Appalachian Mountain Brewery (AMB) has extended its strategic partnership with Craft Brew Alliance (CBA), entering into an alternating proprietorship agreement that will include increased production of the North Carolina-based company’s core beers at the larger company’s east coast brewery.
In an earnings release, AMB said it is “excited to be able to increase capacity significantly by leveraging excess capacity that CBA has in Portsmouth, N.H.”
Karmen Olson, CBA’s senior manager of emerging business, told Brewbound that the two companies began making trial batches of Long Leaf IPA and Boone Creek Blonde at the Redhook brewery in Portsmouth, NH about two months ago.
“We started on the 3-barrel system, doing some small one-off batches, and just scaled up for the first time about a month ago,” she said.
Today’s announcement marks the latest evolution of a relationship that officially began last December, when the two companies jointly announced the formation of a partnership aimed at “driving business growth and shareholder value through sharing resources in key strategic areas.”
In April, the two companies signed a master distributor agreement, which gave AMB access to CBA’s nationwide network of Anheuser-Busch wholesalers in exchange for a per-case distribution fee.
“I think things are developing really well,” said Spiegelman. “Signing the initial distribution agreement helped to make Boone more efficient by building out our capacity through CBA’s distribution channels and it has been a nice way for us to get to know each other.”
Olson said there was always a mutual understanding that the two companies would move towards shared brewing opportunities.

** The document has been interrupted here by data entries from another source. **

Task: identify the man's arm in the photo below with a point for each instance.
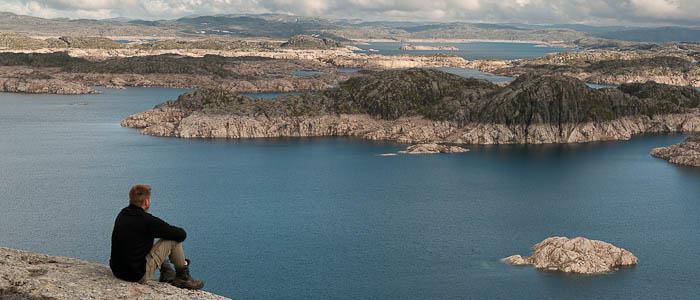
(162, 230)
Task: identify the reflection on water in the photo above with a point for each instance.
(329, 218)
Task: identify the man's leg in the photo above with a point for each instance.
(161, 250)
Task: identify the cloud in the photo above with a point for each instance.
(523, 11)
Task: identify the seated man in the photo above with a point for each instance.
(135, 257)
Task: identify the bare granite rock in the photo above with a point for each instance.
(686, 153)
(43, 86)
(576, 255)
(27, 275)
(174, 122)
(432, 148)
(412, 47)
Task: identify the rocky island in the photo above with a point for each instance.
(577, 255)
(686, 153)
(28, 275)
(429, 106)
(433, 148)
(412, 47)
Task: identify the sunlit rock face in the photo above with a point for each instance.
(577, 255)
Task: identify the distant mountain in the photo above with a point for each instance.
(655, 35)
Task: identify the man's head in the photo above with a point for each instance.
(140, 195)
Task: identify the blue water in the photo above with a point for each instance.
(331, 219)
(470, 51)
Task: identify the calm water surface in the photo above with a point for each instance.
(330, 219)
(478, 50)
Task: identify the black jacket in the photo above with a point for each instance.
(132, 240)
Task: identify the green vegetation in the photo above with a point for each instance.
(161, 64)
(441, 96)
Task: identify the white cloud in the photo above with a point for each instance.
(525, 11)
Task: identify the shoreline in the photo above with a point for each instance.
(559, 44)
(31, 275)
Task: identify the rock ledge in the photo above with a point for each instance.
(686, 153)
(576, 255)
(433, 148)
(27, 275)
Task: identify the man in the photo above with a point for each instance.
(135, 257)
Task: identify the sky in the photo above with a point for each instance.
(594, 12)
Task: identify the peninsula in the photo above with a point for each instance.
(686, 153)
(412, 47)
(429, 106)
(29, 275)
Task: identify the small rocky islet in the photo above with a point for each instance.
(430, 106)
(686, 153)
(576, 255)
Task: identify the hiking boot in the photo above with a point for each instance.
(167, 273)
(183, 279)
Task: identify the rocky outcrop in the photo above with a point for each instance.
(577, 255)
(433, 148)
(615, 67)
(27, 275)
(43, 86)
(310, 42)
(422, 106)
(686, 153)
(412, 47)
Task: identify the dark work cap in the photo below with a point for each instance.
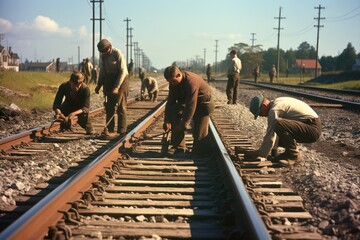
(103, 45)
(77, 77)
(255, 105)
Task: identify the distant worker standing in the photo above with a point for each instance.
(76, 103)
(256, 73)
(131, 68)
(289, 121)
(189, 98)
(209, 72)
(94, 75)
(233, 78)
(150, 84)
(86, 69)
(142, 86)
(272, 73)
(114, 79)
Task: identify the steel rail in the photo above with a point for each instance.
(256, 227)
(33, 224)
(31, 134)
(346, 104)
(339, 91)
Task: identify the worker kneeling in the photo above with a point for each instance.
(289, 121)
(76, 103)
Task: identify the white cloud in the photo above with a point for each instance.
(82, 31)
(47, 25)
(5, 25)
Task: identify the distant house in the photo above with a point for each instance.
(307, 66)
(356, 65)
(8, 59)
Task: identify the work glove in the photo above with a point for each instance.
(179, 128)
(59, 117)
(167, 127)
(69, 119)
(97, 89)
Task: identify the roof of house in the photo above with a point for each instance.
(307, 63)
(38, 64)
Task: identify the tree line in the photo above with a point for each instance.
(252, 56)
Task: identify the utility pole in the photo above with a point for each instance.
(127, 20)
(93, 20)
(79, 57)
(317, 38)
(205, 59)
(278, 46)
(252, 39)
(136, 65)
(216, 51)
(131, 45)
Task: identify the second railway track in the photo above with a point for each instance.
(142, 193)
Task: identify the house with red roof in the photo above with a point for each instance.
(8, 59)
(306, 66)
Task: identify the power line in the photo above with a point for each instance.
(317, 38)
(278, 45)
(344, 15)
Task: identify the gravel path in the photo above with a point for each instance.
(328, 180)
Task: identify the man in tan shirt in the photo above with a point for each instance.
(289, 121)
(114, 79)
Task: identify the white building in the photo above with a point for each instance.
(8, 59)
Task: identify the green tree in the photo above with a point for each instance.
(305, 51)
(346, 58)
(328, 63)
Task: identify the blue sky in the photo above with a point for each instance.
(168, 31)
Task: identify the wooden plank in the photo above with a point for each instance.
(168, 177)
(267, 183)
(150, 211)
(125, 171)
(160, 162)
(302, 215)
(278, 198)
(301, 235)
(208, 233)
(156, 182)
(154, 167)
(160, 196)
(158, 189)
(274, 190)
(286, 205)
(154, 203)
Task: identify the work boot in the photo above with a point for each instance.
(274, 154)
(289, 154)
(291, 161)
(177, 152)
(90, 131)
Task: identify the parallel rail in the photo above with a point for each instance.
(180, 190)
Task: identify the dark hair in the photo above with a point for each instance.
(170, 72)
(77, 77)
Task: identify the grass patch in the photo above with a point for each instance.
(41, 86)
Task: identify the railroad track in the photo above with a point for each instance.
(349, 99)
(134, 191)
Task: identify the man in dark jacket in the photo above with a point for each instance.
(189, 98)
(114, 80)
(76, 103)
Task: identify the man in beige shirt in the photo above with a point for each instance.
(114, 79)
(233, 78)
(289, 121)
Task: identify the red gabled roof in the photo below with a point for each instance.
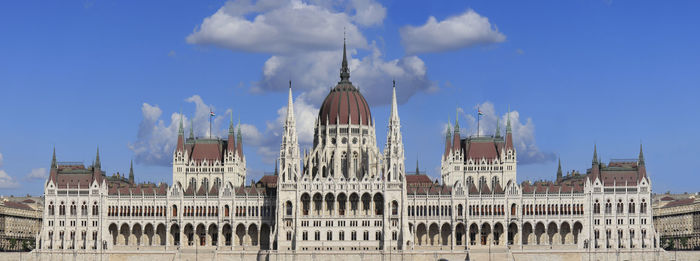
(17, 205)
(667, 198)
(202, 191)
(210, 152)
(473, 190)
(680, 202)
(418, 178)
(485, 189)
(214, 190)
(269, 181)
(482, 149)
(498, 189)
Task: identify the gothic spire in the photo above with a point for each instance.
(344, 70)
(53, 160)
(290, 106)
(97, 159)
(595, 154)
(131, 172)
(508, 129)
(191, 129)
(457, 121)
(417, 169)
(394, 106)
(230, 126)
(559, 172)
(180, 130)
(498, 129)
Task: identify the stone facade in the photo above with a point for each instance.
(20, 222)
(346, 197)
(678, 222)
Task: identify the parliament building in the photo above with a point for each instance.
(346, 195)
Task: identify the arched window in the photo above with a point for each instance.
(378, 204)
(217, 183)
(193, 184)
(289, 208)
(355, 164)
(482, 182)
(631, 209)
(305, 201)
(205, 183)
(344, 164)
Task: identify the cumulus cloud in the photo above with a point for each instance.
(304, 41)
(7, 181)
(38, 174)
(368, 12)
(523, 131)
(283, 27)
(316, 72)
(456, 32)
(156, 138)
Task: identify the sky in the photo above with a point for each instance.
(119, 75)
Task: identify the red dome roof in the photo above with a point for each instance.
(345, 103)
(342, 101)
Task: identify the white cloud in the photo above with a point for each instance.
(304, 41)
(465, 30)
(523, 131)
(281, 27)
(316, 72)
(156, 139)
(7, 181)
(38, 173)
(368, 12)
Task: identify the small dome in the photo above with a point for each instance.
(345, 102)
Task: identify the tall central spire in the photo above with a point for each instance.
(394, 107)
(344, 70)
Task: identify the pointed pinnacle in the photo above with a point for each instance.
(53, 160)
(595, 153)
(457, 120)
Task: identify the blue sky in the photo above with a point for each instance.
(115, 74)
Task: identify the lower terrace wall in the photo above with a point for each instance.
(474, 254)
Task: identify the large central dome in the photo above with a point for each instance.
(345, 104)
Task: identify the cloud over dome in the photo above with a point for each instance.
(465, 30)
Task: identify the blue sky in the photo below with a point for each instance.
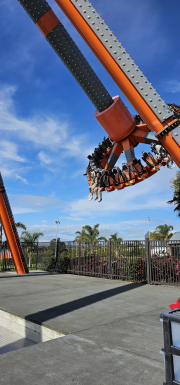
(48, 128)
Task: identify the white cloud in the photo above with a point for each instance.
(8, 150)
(173, 86)
(32, 203)
(44, 158)
(73, 219)
(22, 179)
(42, 131)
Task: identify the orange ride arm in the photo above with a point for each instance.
(135, 86)
(11, 232)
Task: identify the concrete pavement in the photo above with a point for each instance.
(115, 335)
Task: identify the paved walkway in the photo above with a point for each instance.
(115, 335)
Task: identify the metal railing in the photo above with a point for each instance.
(115, 260)
(164, 264)
(138, 261)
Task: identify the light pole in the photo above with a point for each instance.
(57, 223)
(56, 248)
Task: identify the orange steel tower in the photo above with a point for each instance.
(124, 130)
(10, 230)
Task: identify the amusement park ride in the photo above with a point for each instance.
(124, 131)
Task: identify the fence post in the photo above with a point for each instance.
(148, 260)
(4, 266)
(110, 261)
(37, 254)
(79, 258)
(56, 254)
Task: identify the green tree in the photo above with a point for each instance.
(92, 232)
(30, 239)
(176, 193)
(115, 238)
(162, 232)
(82, 236)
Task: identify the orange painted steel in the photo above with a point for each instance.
(119, 77)
(47, 22)
(111, 66)
(10, 237)
(116, 120)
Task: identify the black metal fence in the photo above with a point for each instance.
(164, 262)
(115, 260)
(156, 262)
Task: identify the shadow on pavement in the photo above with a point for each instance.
(80, 303)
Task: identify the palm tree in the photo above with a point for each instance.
(92, 232)
(176, 193)
(30, 239)
(82, 236)
(115, 238)
(162, 232)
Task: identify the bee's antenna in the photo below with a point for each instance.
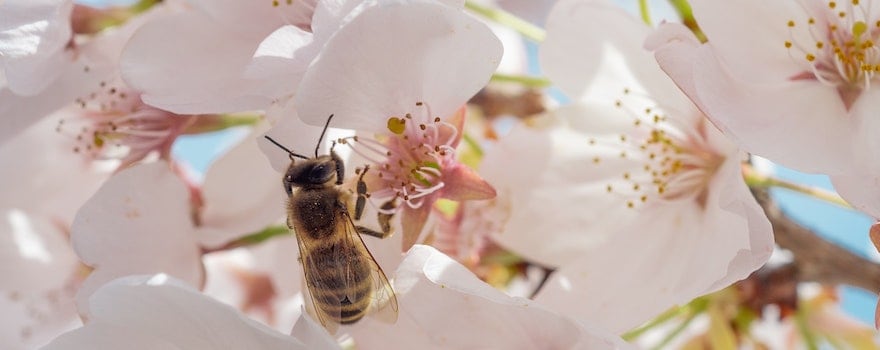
(285, 148)
(322, 135)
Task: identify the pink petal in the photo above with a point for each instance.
(443, 306)
(140, 312)
(96, 61)
(553, 196)
(207, 72)
(463, 183)
(138, 222)
(256, 20)
(860, 191)
(755, 115)
(40, 272)
(635, 275)
(29, 165)
(745, 32)
(362, 78)
(241, 195)
(413, 221)
(585, 61)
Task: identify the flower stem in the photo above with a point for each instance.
(689, 311)
(645, 12)
(525, 80)
(680, 328)
(211, 123)
(505, 18)
(757, 180)
(687, 17)
(662, 318)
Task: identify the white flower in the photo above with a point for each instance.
(401, 71)
(443, 305)
(791, 81)
(211, 56)
(160, 312)
(628, 190)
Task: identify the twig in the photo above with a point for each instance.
(816, 259)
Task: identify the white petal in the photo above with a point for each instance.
(256, 19)
(96, 61)
(390, 57)
(35, 255)
(241, 195)
(443, 305)
(755, 115)
(745, 32)
(38, 167)
(207, 72)
(138, 222)
(40, 272)
(667, 257)
(160, 312)
(583, 58)
(281, 61)
(555, 192)
(33, 35)
(312, 334)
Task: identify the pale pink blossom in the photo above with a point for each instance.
(628, 190)
(398, 74)
(43, 185)
(443, 305)
(65, 76)
(125, 229)
(148, 312)
(40, 274)
(34, 40)
(139, 222)
(809, 104)
(212, 57)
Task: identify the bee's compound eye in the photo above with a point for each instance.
(320, 173)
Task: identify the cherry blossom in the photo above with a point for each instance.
(443, 305)
(174, 218)
(40, 274)
(146, 312)
(62, 76)
(44, 184)
(610, 185)
(814, 84)
(34, 36)
(406, 85)
(211, 75)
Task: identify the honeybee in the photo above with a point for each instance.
(344, 281)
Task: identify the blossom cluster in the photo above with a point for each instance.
(630, 190)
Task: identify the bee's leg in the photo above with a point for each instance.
(384, 223)
(370, 232)
(340, 165)
(385, 219)
(362, 194)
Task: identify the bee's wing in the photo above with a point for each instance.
(384, 304)
(311, 283)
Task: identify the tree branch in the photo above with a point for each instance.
(817, 260)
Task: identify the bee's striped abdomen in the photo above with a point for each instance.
(341, 279)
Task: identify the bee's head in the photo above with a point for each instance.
(314, 172)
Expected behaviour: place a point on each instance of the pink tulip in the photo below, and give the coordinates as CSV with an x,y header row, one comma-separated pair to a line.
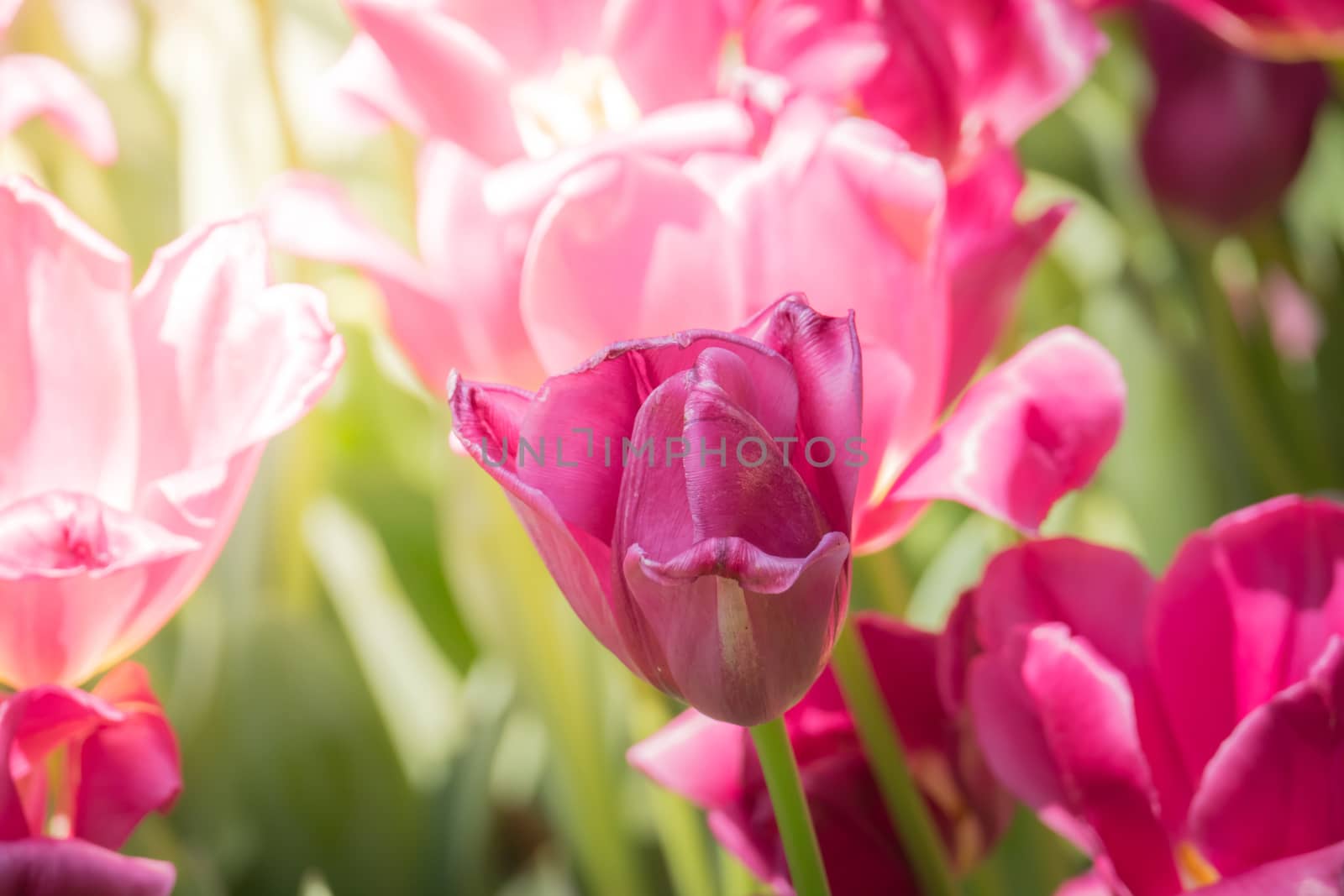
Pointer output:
x,y
120,765
953,76
714,765
134,423
551,265
1273,29
530,76
1227,132
1182,731
719,578
37,86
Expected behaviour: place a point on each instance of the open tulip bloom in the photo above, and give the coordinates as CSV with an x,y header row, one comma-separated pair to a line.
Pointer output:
x,y
134,422
1183,731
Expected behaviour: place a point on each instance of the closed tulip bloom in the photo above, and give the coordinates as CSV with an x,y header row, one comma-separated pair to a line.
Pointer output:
x,y
632,244
1184,731
954,78
714,765
719,578
1227,134
1283,29
120,763
35,86
134,422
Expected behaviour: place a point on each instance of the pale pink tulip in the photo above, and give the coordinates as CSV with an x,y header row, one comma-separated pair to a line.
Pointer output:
x,y
1284,29
1182,731
719,578
553,264
132,426
120,765
37,86
714,765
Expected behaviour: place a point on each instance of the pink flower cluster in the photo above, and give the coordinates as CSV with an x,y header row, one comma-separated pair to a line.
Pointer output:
x,y
717,222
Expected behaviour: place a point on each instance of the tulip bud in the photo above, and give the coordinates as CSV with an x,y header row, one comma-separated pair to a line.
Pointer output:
x,y
1227,132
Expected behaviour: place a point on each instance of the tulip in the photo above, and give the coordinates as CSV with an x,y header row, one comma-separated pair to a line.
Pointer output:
x,y
953,76
1182,731
134,423
37,86
721,578
1284,29
121,763
632,244
1227,134
714,765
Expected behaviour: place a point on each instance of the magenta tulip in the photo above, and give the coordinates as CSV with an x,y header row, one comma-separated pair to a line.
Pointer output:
x,y
134,423
120,765
714,765
37,86
1274,29
1182,731
1227,132
655,483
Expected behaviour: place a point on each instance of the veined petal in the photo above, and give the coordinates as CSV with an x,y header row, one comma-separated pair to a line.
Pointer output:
x,y
743,634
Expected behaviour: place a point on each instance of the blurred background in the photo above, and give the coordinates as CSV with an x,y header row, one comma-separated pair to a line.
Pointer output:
x,y
378,689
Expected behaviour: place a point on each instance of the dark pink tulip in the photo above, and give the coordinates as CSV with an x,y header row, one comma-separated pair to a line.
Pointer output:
x,y
953,76
1227,132
549,265
1274,29
1182,731
714,765
120,763
721,579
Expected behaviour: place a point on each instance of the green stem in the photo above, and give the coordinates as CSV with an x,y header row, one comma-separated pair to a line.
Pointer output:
x,y
886,755
790,809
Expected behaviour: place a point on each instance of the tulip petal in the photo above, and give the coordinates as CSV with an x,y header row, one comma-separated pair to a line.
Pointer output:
x,y
1320,873
127,770
1088,716
1032,430
743,634
69,419
33,86
1245,611
602,269
365,80
990,254
667,54
76,868
1276,786
696,757
476,257
456,80
488,422
828,371
309,217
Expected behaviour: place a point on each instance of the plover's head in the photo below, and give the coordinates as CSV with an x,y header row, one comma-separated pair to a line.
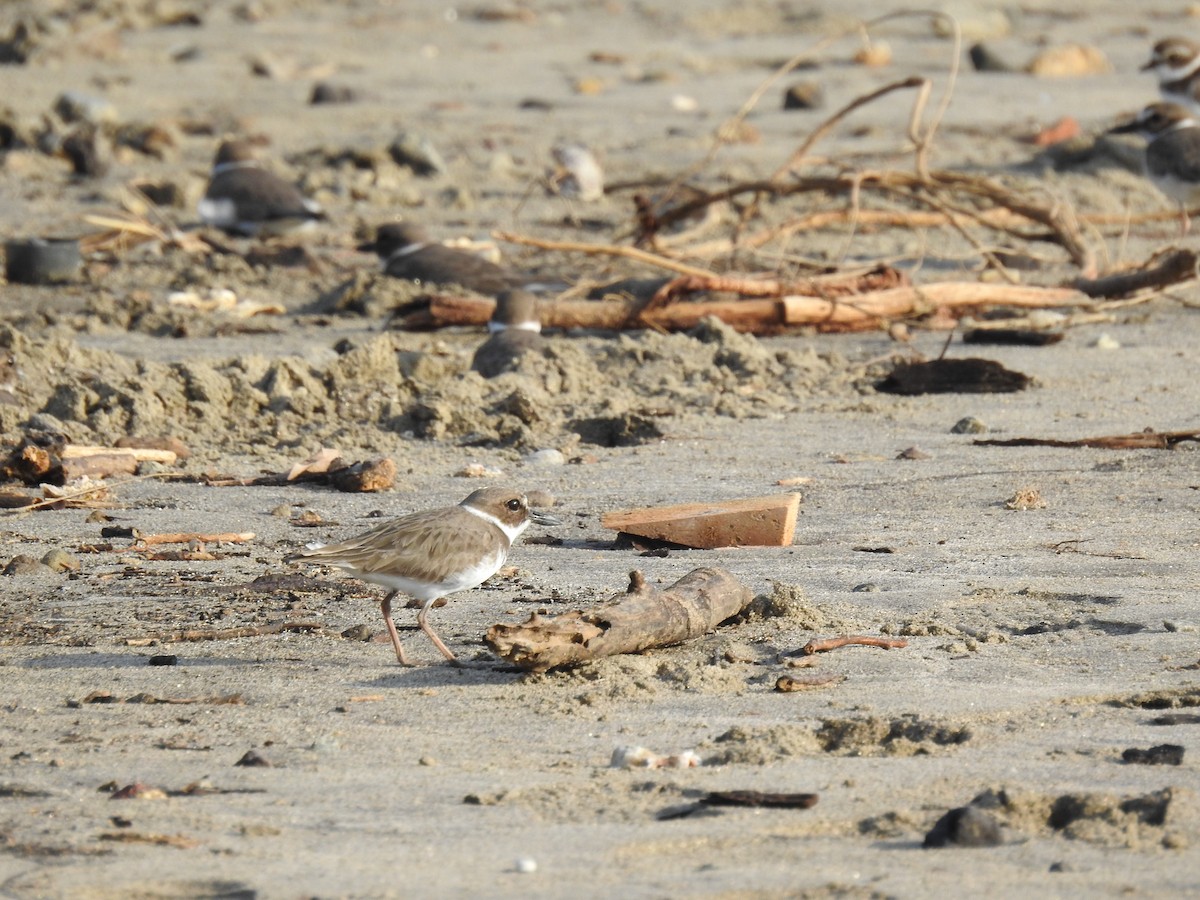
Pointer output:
x,y
395,237
1174,58
1156,120
515,310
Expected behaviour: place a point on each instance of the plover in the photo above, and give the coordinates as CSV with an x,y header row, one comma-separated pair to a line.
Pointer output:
x,y
514,331
1176,63
245,198
1173,155
433,553
408,252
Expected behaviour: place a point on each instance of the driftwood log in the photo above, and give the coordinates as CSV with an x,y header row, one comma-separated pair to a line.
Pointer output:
x,y
759,315
639,619
753,522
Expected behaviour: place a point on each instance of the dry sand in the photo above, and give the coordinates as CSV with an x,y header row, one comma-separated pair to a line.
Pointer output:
x,y
1042,643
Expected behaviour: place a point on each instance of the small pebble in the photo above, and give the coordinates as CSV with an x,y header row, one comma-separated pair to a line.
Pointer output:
x,y
417,153
1159,755
545,457
252,757
969,425
328,93
965,827
24,564
59,561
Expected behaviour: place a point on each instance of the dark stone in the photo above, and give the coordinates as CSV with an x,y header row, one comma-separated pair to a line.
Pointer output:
x,y
1159,755
965,827
984,59
327,93
953,376
629,430
1012,336
252,757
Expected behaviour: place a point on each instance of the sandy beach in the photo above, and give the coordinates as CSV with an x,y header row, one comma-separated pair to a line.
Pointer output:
x,y
299,760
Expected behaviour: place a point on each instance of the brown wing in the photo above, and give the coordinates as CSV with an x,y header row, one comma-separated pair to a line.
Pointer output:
x,y
414,546
262,196
438,264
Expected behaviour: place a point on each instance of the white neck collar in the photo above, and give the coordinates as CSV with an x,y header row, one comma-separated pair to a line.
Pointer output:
x,y
220,169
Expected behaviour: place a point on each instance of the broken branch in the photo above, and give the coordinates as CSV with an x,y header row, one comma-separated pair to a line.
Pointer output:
x,y
639,619
833,643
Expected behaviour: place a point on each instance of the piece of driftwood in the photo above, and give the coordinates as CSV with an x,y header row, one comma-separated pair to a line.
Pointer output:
x,y
757,315
227,634
378,474
751,522
1163,270
833,643
1146,439
639,619
1012,336
60,463
953,376
195,537
791,684
760,799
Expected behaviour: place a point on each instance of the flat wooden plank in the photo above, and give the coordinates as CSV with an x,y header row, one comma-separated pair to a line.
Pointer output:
x,y
751,522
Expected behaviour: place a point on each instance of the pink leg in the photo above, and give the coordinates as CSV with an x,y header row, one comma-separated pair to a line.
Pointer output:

“This allows us to fill our capacity needs and get more AMB beer in the market,” she said.
The new alternating proprietorship arrangement will enable AMB to produce considerably larger batches of beer — the CBA facility in Portsmouth features a 100-barrel brewing system while AMB currently brews on a 10-barrel system, CEO Sean Spiegelman told Brewbound. The company produced just 800 barrels in 2014.
“To have the opportunity to brew on a system that size has been really awesome,” said Spiegelman. “A lot of breweries don’t ever get the opportunity to make beer on a system that large.”
It also enables CBA to improve its “owned” capacity utilization, which dipped to 82 percent last quarter (compared to 87 percent utilization in the second quarter of 2014).
AMB is currently on pace to produce 5,000 barrels of beer out of Boone and will begin delivering 16 oz. cans and kegs of all core beers, produced at the Redhook brewery, by the end of the third quarter. The new brewing arrangement could add upwards of 2,500 barrels this year, Spiegelman said.
In the release, AMB also said its second quarter revenues increased by 60 percent, to $478,572.
And for those wondering, Spiegelman also confirmed that AMB has not sold equity in exchange for access to CBA’s distributor network or its breweries.